TodaysVerse.net
That we henceforth be no more children, tossed to and fro, and carried about with every wind of doctrine, by the sleight of men, and cunning craftiness , whereby they lie in wait to deceive;
King James Version

Meaning

The apostle Paul wrote this letter to Christians in Ephesus, a major city in what is now western Turkey, and in this section he is describing what spiritual maturity looks like. The word "infants" is a metaphor — Paul isn't being unkind, but describing people who are new or undeveloped in faith and therefore easily destabilized. "Winds of teaching" refers to false or misleading ideas about God that could pull believers away from truth — and Paul pointedly notes that some of these ideas are spread by people with deliberate, cunning intent to deceive. His larger point is that growing up in faith means becoming rooted deeply enough in truth that manipulation loses its grip on you.

Prayer

God, I don't want to be tossed around by whatever idea sounds convincing this week. Ground me in what is actually true — not just what is trending or comfortable. Give me the humility to keep learning and the rootedness to stay steady when things get confusing and the waves come. Amen.

Reflection

Have you ever changed your mind about something important — not because you thought it through, but because someone confident told you what to think? It happens in faith too. A charismatic teacher, a trending idea, a compelling podcast, and suddenly what you believed last year feels embarrassing and small. Not every shift is growth. Some of it is just drift. Paul's image of infants tossed on waves isn't a comment on intelligence — it's about the absence of roots. You can be sharp and still be adrift.

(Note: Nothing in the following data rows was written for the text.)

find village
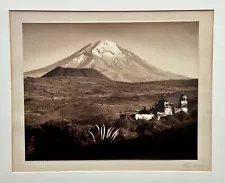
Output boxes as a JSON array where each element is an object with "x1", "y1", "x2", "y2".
[{"x1": 120, "y1": 93, "x2": 188, "y2": 120}]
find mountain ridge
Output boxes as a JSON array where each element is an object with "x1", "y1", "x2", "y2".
[{"x1": 24, "y1": 40, "x2": 189, "y2": 82}]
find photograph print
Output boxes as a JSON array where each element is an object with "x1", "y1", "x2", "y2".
[{"x1": 23, "y1": 22, "x2": 199, "y2": 161}]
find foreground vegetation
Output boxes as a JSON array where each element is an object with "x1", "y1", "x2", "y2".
[{"x1": 25, "y1": 109, "x2": 197, "y2": 160}]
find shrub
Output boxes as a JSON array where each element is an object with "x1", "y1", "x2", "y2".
[{"x1": 136, "y1": 120, "x2": 154, "y2": 135}]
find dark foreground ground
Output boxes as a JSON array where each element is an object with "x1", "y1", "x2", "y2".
[{"x1": 25, "y1": 77, "x2": 198, "y2": 160}]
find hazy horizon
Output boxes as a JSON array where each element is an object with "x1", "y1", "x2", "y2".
[{"x1": 23, "y1": 22, "x2": 198, "y2": 78}]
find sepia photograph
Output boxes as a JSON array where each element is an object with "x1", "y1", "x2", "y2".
[{"x1": 22, "y1": 21, "x2": 199, "y2": 161}]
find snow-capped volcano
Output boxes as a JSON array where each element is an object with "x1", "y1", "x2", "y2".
[{"x1": 25, "y1": 40, "x2": 186, "y2": 82}]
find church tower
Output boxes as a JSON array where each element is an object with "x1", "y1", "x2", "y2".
[{"x1": 180, "y1": 94, "x2": 188, "y2": 113}]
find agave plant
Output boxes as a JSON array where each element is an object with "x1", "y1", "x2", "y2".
[{"x1": 88, "y1": 124, "x2": 120, "y2": 143}]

Maturity in faith isn't rigidity — it isn't digging in your heels at every new idea and calling that conviction. But it does require knowing why you believe what you believe, not just what you've been told to believe. The grounded person can hold a challenging argument up to the light without panicking, without abandoning everything or slamming the door shut. So what are you actually anchored to? Not the aesthetic of your church, not your favorite writer's opinions, but the actual substance of what you've come to trust. That's what holds at 2 AM when the waves arrive — and they always do.

Discussion Questions

1

What does Paul mean by "infants" in the faith, and what are the signs that someone is still in that stage versus growing toward maturity?

2

Can you identify a time when you were significantly swayed in your beliefs by a persuasive voice rather than careful reflection? What did you learn from that experience?

3

Is spiritual stability the same thing as certainty? Can a person be genuinely grounded and still carry honest, unresolved doubts?

4

How does your community of faith help protect you from misleading or manipulative teaching — or does it? What would make it healthier in that regard?

5

What is one thing you could do in the next month to deepen your roots — to move from holding beliefs casually to actually knowing what you stand on?